Nationalgepgraphic.co.id - Fosil molekuler dan pembelajaran mesin telah memungkinkan para ilmuwan untuk membangun grafik pertama dari suhu lautan Antarktika selama 45 juta tahun terakhir, menawarkan wawasan penting tentang perubahan permukaan laut di masa depan.
Tim yang dipimpin oleh para ilmuwan dari Victoria University of Wellington (NZ) dan Birmingham (UK) mengatakan hasil mereka menunjukkan bahwa kita mendekati 'titik kritis' di mana pemanasan laut yang disebabkan oleh CO2 di atmosfer akan menyebabkan kenaikan permukaan laut yang dahsyat karena lapisan es yang mencair.
Hasil temuan ini telah dipublikasikan 15 September di jurnal Nature Geoscience. Makalah tersebut diberi judul "Climatic and tectonic drivers of late Oligocene Antarctic ice volume."
Dalam studi tersebut, tim memeriksa fosil molekuler dari sampel inti yang diambil selama proyek pengeboran laut. Sisa-sisa fosil sebenarnya adalah molekul lipid tunggal (tidak larut dalam air) yang dihasilkan oleh archaea—organisme bersel tunggal yang mirip dengan bakteri. Archaea ini menyesuaikan komposisi lipid membran luarnya sebagai respons terhadap perubahan suhu laut. Dengan mempelajari perubahan ini, para ilmuwan dapat menarik kesimpulan tentang suhu laut purba yang akan mengelilingi sampel tertentu saat mati.
Sementara teknik fosil molekuler ini digunakan dengan baik oleh ahli paleoklimatologi, tim dari Wellington (NZ) dan Birmingham (UK) melangkah lebih jauh. Mereka menggunakan pembelajaran mesin untuk menyempurnakan teknik ini, memberikan catatan pertama hingga saat ini tentang perubahan suhu laut Antarktika selama sebagian besar periode Kenozoikum. Ini mencakup 45 juta tahun terakhir.
Hal itu berarti para ilmuwan dapat menunjukkan dengan lebih akurat suhu historis yang menyebabkan lapisan es tumbuh dan menyusut selama periode itu. Hilangnya lapisan es di masa depan dan mundurnya gletser di Antarktika sangat penting karena mencairnya es di wilayah tersebut dapat menaikkan permukaan laut hingga 50 meter.

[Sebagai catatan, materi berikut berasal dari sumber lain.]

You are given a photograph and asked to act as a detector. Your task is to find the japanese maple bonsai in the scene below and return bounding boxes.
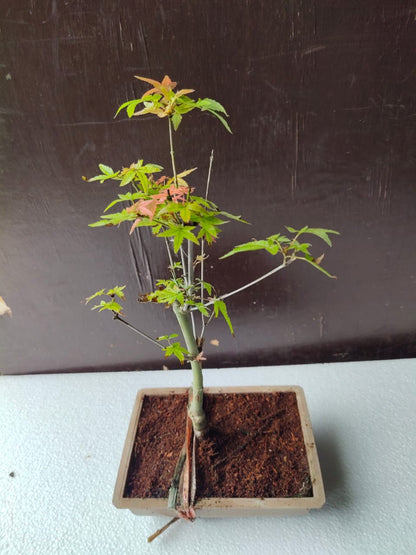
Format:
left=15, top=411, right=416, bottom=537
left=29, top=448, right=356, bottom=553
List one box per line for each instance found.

"Catatan yang kami hasilkan menawarkan gambaran yang jauh lebih kuat tentang fluktuasi suhu Antarktika dan bagaimana ini berhubungan dengan perubahan jumlah es. Juga topografi Antarktika, selama periode ini dan membuka jalan untuk perkiraan yang lebih baik tentang peristiwa di masa depan," jelas penulis utama Birmingham Dr. James Bendle.
Baca Juga: Antarktika Kehilangan Lapisan Es Tercepat dalam 5.500 Tahun Terakhir
Baca Juga: Kalau Gletser Ini Lepas, Antarktika Barat Bakal Kehilangan Banyak Es
Baca Juga: Air Danau Raksasa Antarktika Tiba-tiba Hilang, Diduga Mengalir ke Laut
Hubungan antara CO2, suhu permukaan laut, dan jumlah es di Antarktika jelas terlihat selama 45 juta tahun terakhir. Namun satu temuan mengejutkan adalah bahwa pendinginan laut tidak selalu sesuai dengan peningkatan es Antartika. Khususnya untuk periode pendinginan laut selama 1 juta tahun dari 25 hingga 24 juta tahun yang lalu.

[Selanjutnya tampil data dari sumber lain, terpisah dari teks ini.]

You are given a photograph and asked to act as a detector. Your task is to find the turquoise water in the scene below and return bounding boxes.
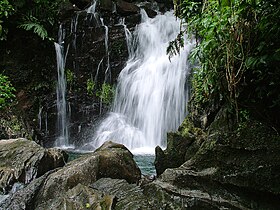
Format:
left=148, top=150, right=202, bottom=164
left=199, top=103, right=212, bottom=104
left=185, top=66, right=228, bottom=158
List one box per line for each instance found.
left=134, top=155, right=156, bottom=176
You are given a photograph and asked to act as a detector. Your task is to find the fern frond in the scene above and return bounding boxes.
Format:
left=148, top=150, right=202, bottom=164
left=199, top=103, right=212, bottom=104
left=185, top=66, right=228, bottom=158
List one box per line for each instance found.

"Kami menunjukkan bahwa ini kemungkinan terkait dengan penurunan tektonik dan masuknya air laut yang relatif hangat di wilayah Laut Ross," kata Bendle. "Kita dapat melihat bahwa es di Antarktika saat ini sedang berubah—paling tidak dengan hilangnya beberapa lapisan es dan retakan yang muncul baru-baru ini di Gletser Thwaites, salah satu gletser terbesar di wilayah tersebut. Studi baru tentang masa lalu Bumi ini adalah salah satu indikasi paling jelas bahwa manusia terus menghasilkan tingkat CO2 yang kita dapat mengharapkan hilangnya es besar di margin Antarktika dan kenaikan permukaan laut global selama beberapa dekade serta abad mendatang."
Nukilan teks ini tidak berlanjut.